Friel also said that the Euroimmun business grew in the mid-teens through the first half of the year, and that PerkinElmer is ahead of schedule in its plans to integrate the two companies' product lines. Further, Euroimmun and Tulip, the privately held Indian diagnostics firm that PerkinElmer acquired two years ago, have been working together to develop new tests for infectious diseases, specifically for arboviruses in emerging markets. 

He added that the firm's relatively new genomic testing business continues to see "very good uptake," and that it grew well in excess of 100 percent, though that started from a low base. The firm plans to continue providing confirmatory testing, and expanding its partnerships with pharma and biotech companies to treat rare diseases. "We'll probably put in another five NovaSeqs in September to handle what we expect to be the significant volume uptake here," Friel said.

Importantly, Friel noted that PerkinElmer has submitted its Vanadis NIPT diagnostic system for CE marking in Europe. "The reaction from prospective customers who were briefed on the system was very positive, and we expect to receive CE-IVD approval very soon," he said, adding, "We've effectively already identified 10 labs that will be getting the systems throughout the remaining part of 2018. And then, as we sort of ramp up production, we'll look to expand that across Europe, initially, and then ultimately, probably not until 2020, we'll look to expand into other geographic regions."

When asked about the firm's perfomance in China, Friel noted that PerkinElmer continues to do well in the country, and still sees it as a strong growth opportunity. But there are potential headwinds, given the US government's recent policy of levying tariffs against China, he added. Currently, that headwind is probably $1 million or less, Friel said, which could be absorbed in productivity or pricing. 

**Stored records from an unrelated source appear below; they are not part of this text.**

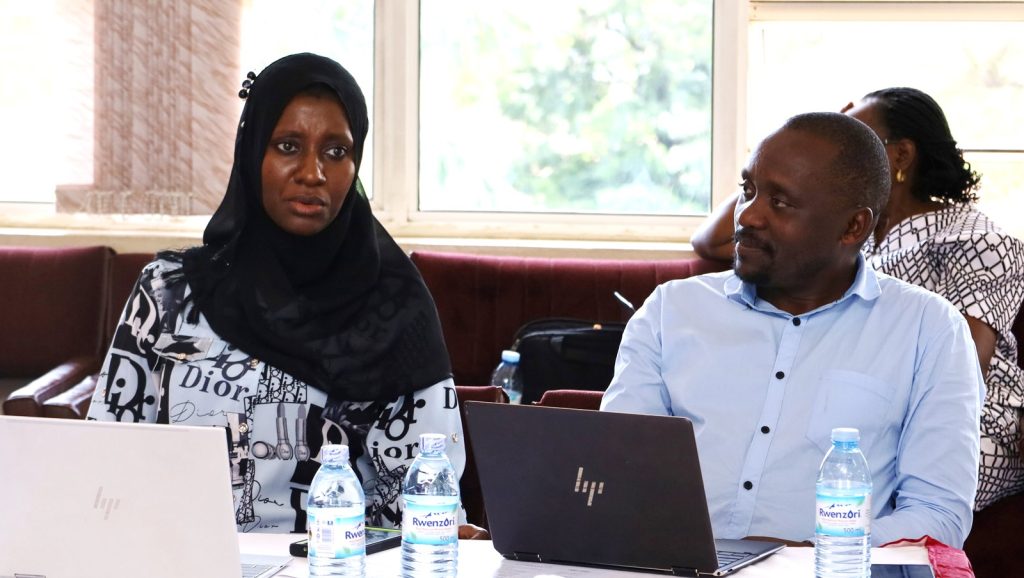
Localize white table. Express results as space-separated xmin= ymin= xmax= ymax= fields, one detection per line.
xmin=239 ymin=534 xmax=928 ymax=578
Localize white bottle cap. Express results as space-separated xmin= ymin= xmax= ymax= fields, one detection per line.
xmin=420 ymin=434 xmax=447 ymax=454
xmin=833 ymin=427 xmax=860 ymax=443
xmin=321 ymin=444 xmax=348 ymax=465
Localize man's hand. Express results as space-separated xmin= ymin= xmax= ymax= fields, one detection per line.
xmin=459 ymin=524 xmax=490 ymax=540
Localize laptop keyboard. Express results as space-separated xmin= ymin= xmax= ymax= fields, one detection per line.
xmin=717 ymin=550 xmax=754 ymax=568
xmin=242 ymin=562 xmax=276 ymax=578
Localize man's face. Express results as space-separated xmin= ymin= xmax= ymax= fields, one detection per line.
xmin=733 ymin=129 xmax=849 ymax=293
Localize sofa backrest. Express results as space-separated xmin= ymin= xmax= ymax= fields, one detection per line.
xmin=0 ymin=246 xmax=114 ymax=377
xmin=411 ymin=251 xmax=729 ymax=385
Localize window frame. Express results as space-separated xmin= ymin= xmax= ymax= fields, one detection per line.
xmin=371 ymin=0 xmax=746 ymax=244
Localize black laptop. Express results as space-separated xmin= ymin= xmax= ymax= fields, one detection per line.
xmin=466 ymin=402 xmax=783 ymax=576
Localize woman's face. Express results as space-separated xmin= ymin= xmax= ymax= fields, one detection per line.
xmin=260 ymin=94 xmax=355 ymax=236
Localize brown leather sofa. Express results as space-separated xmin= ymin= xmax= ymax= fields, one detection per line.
xmin=0 ymin=246 xmax=153 ymax=418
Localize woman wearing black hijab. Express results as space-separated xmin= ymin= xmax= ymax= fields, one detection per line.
xmin=89 ymin=53 xmax=465 ymax=532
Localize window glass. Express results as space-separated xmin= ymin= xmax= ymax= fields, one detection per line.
xmin=239 ymin=0 xmax=374 ymax=195
xmin=0 ymin=0 xmax=93 ymax=203
xmin=748 ymin=19 xmax=1024 ymax=237
xmin=419 ymin=0 xmax=713 ymax=214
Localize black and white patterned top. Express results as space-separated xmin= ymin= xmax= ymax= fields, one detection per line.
xmin=863 ymin=205 xmax=1024 ymax=509
xmin=88 ymin=259 xmax=466 ymax=533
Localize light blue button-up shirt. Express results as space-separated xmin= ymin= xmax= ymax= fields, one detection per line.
xmin=601 ymin=257 xmax=984 ymax=547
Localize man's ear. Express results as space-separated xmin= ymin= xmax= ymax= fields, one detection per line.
xmin=840 ymin=207 xmax=874 ymax=247
xmin=892 ymin=138 xmax=918 ymax=178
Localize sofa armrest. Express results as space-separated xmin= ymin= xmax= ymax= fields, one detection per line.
xmin=534 ymin=389 xmax=604 ymax=411
xmin=43 ymin=375 xmax=98 ymax=419
xmin=3 ymin=356 xmax=99 ymax=417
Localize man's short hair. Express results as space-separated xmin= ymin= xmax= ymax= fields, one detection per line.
xmin=781 ymin=113 xmax=891 ymax=218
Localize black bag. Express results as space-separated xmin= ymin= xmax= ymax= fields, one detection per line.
xmin=512 ymin=318 xmax=626 ymax=404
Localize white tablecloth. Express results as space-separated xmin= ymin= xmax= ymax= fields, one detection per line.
xmin=239 ymin=534 xmax=928 ymax=578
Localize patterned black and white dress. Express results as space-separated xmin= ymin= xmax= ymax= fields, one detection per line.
xmin=863 ymin=205 xmax=1024 ymax=509
xmin=88 ymin=259 xmax=466 ymax=533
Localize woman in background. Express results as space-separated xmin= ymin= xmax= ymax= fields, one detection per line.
xmin=692 ymin=88 xmax=1024 ymax=509
xmin=89 ymin=54 xmax=465 ymax=532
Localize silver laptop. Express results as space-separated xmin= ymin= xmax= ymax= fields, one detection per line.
xmin=0 ymin=416 xmax=290 ymax=578
xmin=466 ymin=402 xmax=783 ymax=576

"That's mostly coming from products produced in China and used in our supply chain. When you look at the other way, right now there's virtually no diagnostic product that comes from the US into China," he said. "On the DAS side, we think there is probably $75 million to $80 million of product that goes from US into China. And we've looked at our ability to move that production. Some of it we can move relatively quickly, others probably would take us six to nine months, and we're starting to put some contingency plans in place that would allow us to do that."

PerkinElmer hasn't put any plans into motion, he added, but those plans could be effectuated quickly if they're needed.

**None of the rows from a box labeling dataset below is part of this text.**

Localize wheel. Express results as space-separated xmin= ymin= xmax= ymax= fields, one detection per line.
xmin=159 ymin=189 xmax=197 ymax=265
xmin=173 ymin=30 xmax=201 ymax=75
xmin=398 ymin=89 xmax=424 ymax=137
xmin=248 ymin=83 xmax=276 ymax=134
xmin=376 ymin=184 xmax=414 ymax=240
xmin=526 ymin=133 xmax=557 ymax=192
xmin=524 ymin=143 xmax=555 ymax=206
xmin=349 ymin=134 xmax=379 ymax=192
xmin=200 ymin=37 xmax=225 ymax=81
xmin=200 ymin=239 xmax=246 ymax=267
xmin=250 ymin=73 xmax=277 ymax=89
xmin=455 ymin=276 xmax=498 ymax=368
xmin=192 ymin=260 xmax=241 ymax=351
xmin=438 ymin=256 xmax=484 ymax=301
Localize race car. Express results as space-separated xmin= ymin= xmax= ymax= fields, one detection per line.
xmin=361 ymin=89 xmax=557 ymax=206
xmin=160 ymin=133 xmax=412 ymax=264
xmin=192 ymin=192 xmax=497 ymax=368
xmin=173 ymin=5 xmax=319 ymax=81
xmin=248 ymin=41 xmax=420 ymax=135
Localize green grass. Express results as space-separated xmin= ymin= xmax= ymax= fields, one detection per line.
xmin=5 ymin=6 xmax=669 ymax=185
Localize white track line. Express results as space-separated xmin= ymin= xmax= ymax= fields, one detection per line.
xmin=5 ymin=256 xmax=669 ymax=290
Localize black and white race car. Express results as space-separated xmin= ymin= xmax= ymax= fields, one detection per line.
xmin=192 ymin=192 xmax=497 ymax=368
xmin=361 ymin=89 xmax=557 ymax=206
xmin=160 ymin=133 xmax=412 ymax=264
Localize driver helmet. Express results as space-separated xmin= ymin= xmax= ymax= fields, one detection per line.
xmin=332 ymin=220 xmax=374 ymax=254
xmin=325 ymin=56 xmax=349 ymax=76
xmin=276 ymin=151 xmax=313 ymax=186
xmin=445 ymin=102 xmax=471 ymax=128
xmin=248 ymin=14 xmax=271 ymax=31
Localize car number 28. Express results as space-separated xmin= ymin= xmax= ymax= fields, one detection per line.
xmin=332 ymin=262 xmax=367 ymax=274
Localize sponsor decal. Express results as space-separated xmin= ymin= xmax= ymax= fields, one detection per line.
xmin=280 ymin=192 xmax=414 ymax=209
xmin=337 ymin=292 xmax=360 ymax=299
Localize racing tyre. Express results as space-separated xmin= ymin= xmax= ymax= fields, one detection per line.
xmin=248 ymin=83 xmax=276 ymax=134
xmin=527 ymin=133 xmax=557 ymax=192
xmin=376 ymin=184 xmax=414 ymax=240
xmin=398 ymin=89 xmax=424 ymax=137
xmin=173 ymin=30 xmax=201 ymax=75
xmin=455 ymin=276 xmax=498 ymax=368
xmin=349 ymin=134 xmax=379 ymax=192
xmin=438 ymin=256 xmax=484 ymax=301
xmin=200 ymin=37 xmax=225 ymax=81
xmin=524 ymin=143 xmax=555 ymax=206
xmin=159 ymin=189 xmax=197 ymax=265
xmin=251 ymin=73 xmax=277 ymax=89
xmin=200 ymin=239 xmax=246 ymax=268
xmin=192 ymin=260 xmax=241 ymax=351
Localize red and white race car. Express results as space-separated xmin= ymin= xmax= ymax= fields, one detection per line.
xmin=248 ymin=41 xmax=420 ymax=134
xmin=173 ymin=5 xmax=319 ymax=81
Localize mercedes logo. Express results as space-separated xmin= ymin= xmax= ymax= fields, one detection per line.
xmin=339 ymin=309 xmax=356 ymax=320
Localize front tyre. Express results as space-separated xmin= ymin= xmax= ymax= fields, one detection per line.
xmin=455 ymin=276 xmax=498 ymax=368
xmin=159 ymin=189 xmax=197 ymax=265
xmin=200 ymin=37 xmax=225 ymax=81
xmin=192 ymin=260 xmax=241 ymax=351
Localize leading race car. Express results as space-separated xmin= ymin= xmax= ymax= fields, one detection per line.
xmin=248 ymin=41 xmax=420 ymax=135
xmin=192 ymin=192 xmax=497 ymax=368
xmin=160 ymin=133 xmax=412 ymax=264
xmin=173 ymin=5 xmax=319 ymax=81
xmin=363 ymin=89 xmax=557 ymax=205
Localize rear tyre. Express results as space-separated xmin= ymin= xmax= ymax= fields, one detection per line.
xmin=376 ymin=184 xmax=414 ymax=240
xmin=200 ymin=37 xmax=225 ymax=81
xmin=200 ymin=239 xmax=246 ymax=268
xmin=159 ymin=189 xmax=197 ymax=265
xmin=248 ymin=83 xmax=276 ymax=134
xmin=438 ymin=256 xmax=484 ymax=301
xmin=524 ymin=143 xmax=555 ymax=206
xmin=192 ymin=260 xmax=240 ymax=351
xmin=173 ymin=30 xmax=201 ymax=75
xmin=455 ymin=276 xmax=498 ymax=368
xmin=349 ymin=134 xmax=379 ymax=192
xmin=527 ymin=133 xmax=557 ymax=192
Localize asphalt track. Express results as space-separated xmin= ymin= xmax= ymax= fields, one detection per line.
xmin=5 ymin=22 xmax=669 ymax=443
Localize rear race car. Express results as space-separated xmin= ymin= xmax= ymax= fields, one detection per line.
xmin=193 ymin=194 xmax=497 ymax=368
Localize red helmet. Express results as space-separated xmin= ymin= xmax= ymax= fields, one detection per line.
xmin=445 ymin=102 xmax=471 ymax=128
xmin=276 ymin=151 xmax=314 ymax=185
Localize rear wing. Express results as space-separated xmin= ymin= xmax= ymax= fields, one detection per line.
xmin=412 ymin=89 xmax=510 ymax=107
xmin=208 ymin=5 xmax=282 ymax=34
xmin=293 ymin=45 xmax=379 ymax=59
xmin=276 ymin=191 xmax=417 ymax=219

PerkinElmer reported a Q2 net income of $64.1 million, or $.57 per share, down from $204.1 million, or $1.84 per share in the year-ago period. On an adjusted basis, earnings per share was $.91, besting analysts' consensus estimate for EPS of $.86.

The company's Q2 R&D costs rose 40 percent to $47.2 million from $33.6 million, while its SG&A spending shot up 37 percent to $204.9 million from $149.9 million a year ago. PerkinElmer also reported a loss of $610,000 from discontinued operations and dispositions in the recently completed quarter compared to a gain of $141.3 million a year ago.

PerkinElmer ended the quarter with $163.4 million in cash and cash equivalents.

The company said that based on the strong quarter it is raising its full-year 2018 guidance for EPS from continuing operations to $2.39 from a previous forecast of $2.25. On an adjusted basis, the company raised full-year EPS guidance to $3.65 from previous guidance of $3.60. Analysts expect full-year EPS of $3.61.

On the conference call, PerkinElmer CFO James Mock said that the company is expecting third quarter reported revenues of $675 million, and adjusted earnings per share of $.92. Analysts are expecting revenues of $687.5 million and earnings of $.92 per share for Q3.

PerkinElmer's shares rose more than 4 percent to $83.39 in Thursday morning trading on the New York Stock Exchange.